Jan 102011
 

After aptitude or similar upgrade tool completes its job, new versions of files are installed into filesystem. However, some running processes may be still using old files (and actually Linux file systems continue to store invisible copies of old files while those are mapped by running processes).

In case of a security update, having old versions running keeps system vulnerable even after update completes, which is not good. A reboot is possible, but that’s an ugly solution.

Fortunately tools exist to find processes that have deleted files mapped. One of these tools is checkrestart (from debian-goodies package).

Just run checkrestart -p after upgrade, and you will see what to restart to be safe – and even what init.d scripts to run with restart argument.

P.S.
On a server with hundreds of running processes, checkrestart -p is terribly slow, likely because it makes separate queries to dpkg about files mapped by each process. Perhaps it could be seriously accelerated if first all names to query are gathered, and then each name is queried only once. Any volunteers to do that? :)

 

Imagine you suffered a hard drive failure. Your system is still running, you even could not notice a problem, but you found a message from mdadm in your mailbox, informing you about degraded array. You first tried to reboot, and all looked ok (after cold restart failed drive looked working again), but a bit after you got a new failure event.

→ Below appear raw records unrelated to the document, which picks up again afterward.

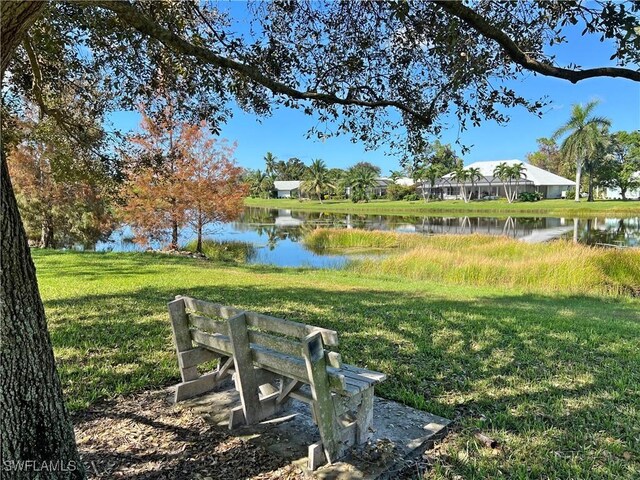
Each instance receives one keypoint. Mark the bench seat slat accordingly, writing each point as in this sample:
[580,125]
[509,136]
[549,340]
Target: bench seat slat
[207,324]
[278,344]
[370,375]
[261,321]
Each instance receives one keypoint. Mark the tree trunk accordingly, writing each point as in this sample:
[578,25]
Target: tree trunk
[35,425]
[46,238]
[174,234]
[578,179]
[199,244]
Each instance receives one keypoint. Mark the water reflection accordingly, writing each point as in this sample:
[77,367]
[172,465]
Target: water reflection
[277,234]
[293,224]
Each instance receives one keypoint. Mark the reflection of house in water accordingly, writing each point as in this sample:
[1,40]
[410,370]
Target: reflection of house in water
[285,219]
[288,224]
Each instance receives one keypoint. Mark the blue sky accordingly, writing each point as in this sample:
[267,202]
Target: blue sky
[283,133]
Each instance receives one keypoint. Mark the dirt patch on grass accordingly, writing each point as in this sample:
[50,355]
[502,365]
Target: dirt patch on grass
[144,437]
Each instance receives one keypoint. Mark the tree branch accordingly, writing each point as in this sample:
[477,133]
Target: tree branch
[486,29]
[133,17]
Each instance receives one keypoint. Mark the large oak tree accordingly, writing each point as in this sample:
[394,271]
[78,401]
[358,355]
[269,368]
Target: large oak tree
[365,69]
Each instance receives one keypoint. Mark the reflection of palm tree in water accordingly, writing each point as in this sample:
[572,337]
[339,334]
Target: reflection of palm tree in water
[509,228]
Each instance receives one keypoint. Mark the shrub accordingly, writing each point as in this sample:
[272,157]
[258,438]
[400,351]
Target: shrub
[400,192]
[224,251]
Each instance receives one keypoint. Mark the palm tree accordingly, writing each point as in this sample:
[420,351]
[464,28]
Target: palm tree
[517,173]
[503,172]
[316,178]
[461,176]
[474,176]
[270,161]
[601,152]
[260,184]
[582,140]
[361,181]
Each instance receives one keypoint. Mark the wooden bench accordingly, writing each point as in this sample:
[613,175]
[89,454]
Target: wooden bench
[270,359]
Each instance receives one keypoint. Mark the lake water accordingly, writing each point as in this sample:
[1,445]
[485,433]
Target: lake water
[277,234]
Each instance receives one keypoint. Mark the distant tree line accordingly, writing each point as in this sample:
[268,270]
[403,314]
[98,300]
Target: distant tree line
[317,180]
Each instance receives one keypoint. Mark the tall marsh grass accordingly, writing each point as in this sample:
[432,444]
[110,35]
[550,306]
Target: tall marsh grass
[482,260]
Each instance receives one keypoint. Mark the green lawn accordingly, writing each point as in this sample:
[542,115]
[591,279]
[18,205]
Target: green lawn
[554,377]
[549,208]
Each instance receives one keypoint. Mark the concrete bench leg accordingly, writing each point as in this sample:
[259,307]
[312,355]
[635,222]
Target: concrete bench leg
[364,416]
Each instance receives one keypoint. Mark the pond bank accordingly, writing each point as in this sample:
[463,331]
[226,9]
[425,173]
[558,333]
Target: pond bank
[483,260]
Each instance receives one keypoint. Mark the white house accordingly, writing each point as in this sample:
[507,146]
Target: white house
[287,188]
[535,179]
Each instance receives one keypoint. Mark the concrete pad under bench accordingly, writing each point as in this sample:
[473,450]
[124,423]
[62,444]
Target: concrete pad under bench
[400,433]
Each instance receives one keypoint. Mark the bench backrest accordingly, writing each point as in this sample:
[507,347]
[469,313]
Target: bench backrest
[276,345]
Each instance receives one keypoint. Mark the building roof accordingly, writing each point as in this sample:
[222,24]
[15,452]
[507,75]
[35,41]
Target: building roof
[537,175]
[286,184]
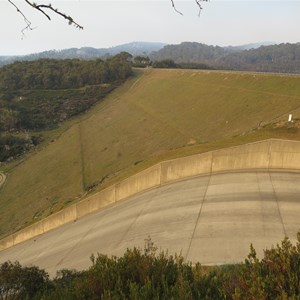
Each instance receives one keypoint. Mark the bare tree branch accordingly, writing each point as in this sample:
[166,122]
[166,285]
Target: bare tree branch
[174,7]
[43,8]
[27,22]
[197,3]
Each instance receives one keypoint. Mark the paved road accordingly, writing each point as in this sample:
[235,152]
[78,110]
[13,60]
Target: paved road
[211,219]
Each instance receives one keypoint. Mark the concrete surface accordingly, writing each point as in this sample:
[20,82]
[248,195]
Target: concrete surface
[2,179]
[211,219]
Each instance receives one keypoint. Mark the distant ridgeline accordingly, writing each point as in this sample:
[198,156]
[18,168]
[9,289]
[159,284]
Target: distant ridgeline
[283,58]
[37,95]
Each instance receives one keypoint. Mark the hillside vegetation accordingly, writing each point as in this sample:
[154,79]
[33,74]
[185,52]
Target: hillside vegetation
[39,95]
[282,58]
[158,114]
[146,275]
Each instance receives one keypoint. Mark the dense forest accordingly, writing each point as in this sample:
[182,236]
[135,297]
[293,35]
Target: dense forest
[38,95]
[147,275]
[284,58]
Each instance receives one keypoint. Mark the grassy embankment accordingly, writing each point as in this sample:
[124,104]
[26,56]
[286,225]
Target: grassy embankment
[158,115]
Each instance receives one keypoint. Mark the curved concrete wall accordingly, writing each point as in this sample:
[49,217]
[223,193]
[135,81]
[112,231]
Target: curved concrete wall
[269,154]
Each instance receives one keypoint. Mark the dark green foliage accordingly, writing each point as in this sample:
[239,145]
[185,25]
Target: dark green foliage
[284,58]
[12,146]
[166,63]
[141,62]
[38,95]
[17,282]
[63,74]
[144,275]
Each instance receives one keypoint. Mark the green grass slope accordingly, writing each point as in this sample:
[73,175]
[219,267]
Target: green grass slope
[156,115]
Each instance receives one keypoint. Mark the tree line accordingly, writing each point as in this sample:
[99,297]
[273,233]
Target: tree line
[39,95]
[147,275]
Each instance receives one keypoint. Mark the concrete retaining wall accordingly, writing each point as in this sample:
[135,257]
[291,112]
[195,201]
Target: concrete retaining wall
[186,167]
[270,154]
[140,182]
[96,202]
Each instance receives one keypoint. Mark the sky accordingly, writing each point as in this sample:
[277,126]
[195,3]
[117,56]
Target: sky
[109,23]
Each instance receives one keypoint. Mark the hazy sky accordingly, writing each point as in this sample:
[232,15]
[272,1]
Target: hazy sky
[109,23]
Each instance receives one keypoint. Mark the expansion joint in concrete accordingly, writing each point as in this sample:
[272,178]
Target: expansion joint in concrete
[198,217]
[277,204]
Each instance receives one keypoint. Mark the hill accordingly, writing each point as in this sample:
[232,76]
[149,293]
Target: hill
[283,58]
[158,114]
[134,48]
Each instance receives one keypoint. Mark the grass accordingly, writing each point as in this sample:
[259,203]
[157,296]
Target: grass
[157,115]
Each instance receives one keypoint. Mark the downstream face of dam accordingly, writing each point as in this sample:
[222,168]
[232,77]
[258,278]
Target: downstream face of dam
[207,207]
[207,219]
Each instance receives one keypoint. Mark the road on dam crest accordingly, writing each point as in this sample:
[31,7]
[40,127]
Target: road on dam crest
[211,219]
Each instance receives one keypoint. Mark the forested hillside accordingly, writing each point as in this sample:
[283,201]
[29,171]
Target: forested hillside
[38,95]
[284,58]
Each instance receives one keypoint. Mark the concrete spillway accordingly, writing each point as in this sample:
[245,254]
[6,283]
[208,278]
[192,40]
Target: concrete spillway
[208,207]
[211,219]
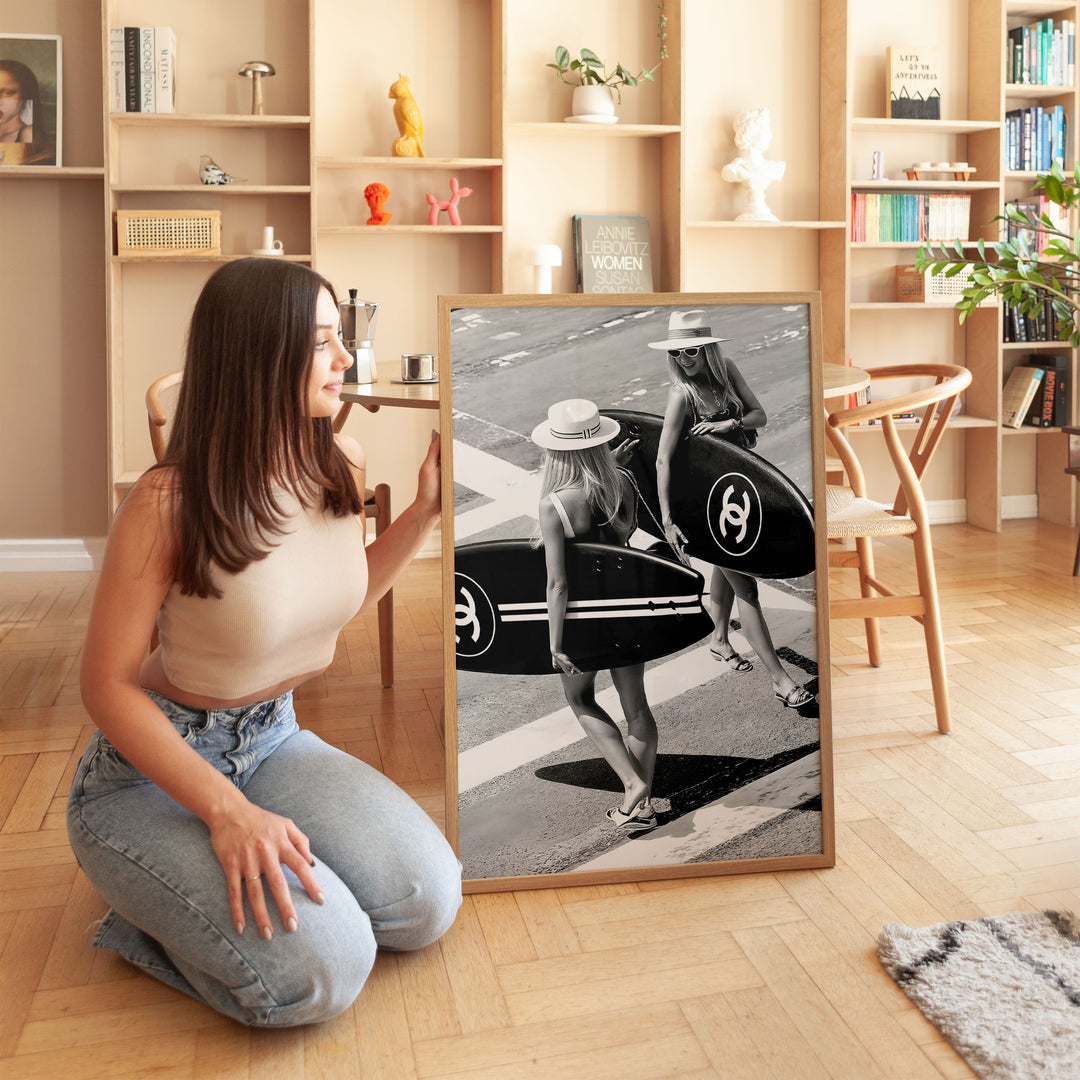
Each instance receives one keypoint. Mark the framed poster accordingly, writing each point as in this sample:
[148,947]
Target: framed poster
[632,498]
[30,77]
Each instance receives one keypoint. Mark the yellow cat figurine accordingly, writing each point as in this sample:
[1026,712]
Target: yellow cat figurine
[407,117]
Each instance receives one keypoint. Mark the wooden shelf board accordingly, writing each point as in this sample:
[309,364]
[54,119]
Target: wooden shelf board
[594,131]
[355,230]
[419,164]
[216,189]
[863,244]
[204,120]
[905,186]
[886,124]
[767,225]
[52,172]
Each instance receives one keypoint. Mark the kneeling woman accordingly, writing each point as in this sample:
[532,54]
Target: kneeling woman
[246,862]
[585,498]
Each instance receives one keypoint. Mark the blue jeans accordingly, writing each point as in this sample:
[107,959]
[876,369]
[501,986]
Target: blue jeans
[390,878]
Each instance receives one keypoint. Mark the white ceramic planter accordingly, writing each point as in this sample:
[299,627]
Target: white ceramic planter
[594,103]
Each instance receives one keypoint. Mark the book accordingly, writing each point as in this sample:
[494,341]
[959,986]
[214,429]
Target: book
[914,82]
[612,254]
[1049,407]
[1018,392]
[164,58]
[131,69]
[147,76]
[117,80]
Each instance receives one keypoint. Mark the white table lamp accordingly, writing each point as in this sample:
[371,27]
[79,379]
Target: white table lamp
[544,256]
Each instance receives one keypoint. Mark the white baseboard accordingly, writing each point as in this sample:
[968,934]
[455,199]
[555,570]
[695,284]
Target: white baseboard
[61,554]
[947,511]
[1020,505]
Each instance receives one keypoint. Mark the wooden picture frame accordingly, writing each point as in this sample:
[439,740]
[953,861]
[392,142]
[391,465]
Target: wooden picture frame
[741,783]
[31,66]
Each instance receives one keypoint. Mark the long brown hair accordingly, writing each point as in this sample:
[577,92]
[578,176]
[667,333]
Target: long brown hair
[242,427]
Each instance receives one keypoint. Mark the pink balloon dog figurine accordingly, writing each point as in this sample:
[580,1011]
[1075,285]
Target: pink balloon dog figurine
[450,205]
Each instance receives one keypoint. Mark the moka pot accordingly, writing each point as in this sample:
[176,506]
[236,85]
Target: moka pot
[358,332]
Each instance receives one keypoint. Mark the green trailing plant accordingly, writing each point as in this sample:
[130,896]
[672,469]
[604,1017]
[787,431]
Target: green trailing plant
[589,69]
[1018,272]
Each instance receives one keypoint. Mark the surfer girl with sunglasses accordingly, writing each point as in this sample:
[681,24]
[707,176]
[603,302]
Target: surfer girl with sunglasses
[709,395]
[585,497]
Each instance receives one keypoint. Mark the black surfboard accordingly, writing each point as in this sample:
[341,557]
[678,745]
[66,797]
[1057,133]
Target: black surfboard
[624,607]
[736,509]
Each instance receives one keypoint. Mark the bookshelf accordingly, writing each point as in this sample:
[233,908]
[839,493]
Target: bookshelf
[990,463]
[494,120]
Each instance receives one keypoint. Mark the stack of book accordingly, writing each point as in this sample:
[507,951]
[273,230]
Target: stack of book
[896,216]
[1018,393]
[1035,138]
[142,69]
[1042,53]
[1036,208]
[1039,324]
[1049,407]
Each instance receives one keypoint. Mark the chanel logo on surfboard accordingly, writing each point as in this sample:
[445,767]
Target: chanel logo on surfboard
[734,513]
[473,617]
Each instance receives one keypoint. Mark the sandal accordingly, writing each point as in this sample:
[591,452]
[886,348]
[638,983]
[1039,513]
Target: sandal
[736,662]
[800,696]
[638,818]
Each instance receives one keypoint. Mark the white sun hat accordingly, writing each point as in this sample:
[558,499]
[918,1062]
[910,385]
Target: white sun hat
[574,424]
[686,329]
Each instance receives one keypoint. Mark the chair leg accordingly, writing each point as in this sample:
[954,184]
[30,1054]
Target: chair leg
[865,550]
[932,630]
[387,604]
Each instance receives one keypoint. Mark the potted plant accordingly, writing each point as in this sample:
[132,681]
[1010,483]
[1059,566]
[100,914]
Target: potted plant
[594,84]
[1020,272]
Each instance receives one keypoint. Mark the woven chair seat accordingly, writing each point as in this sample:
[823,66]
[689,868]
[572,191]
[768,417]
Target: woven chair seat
[849,516]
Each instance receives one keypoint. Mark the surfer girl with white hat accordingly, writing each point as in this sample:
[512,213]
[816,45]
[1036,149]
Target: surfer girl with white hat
[709,395]
[584,497]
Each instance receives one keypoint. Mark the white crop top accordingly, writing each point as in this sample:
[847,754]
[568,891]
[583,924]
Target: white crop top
[279,618]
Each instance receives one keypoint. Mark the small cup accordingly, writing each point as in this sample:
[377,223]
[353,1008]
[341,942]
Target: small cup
[418,367]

So you purchased a new drive, shut down the computer, opened it’s chassis…

… and are at a loss – which of these 4 hard drives needs a replacement? There is not much space in the chassis, it’s hard or impossible to read what is written on drives.

Here is a relatively easy way to physically locate failed drive.

Disconnect signal cable from one drive. Then boot system from knoppix or other livecd. To make things faster, boot into command line (in case of knoppix, type ‘knoppix 2‘ at boot prompt).

Important: don’t try normal boot with disconnected drive! If you did not guess, this will result in array with two failed components, it won’t start, even after you reconnect drive!

Once you have command line, run mdadm -E in turn on remaining array components. Note that drive ordering could have changed.

If you run mdadm -E on component that is ok, then raid component table will list one of components as failed. If you run mdadm -E on the failed array component, then raid component table will list all components as ‘active sync’.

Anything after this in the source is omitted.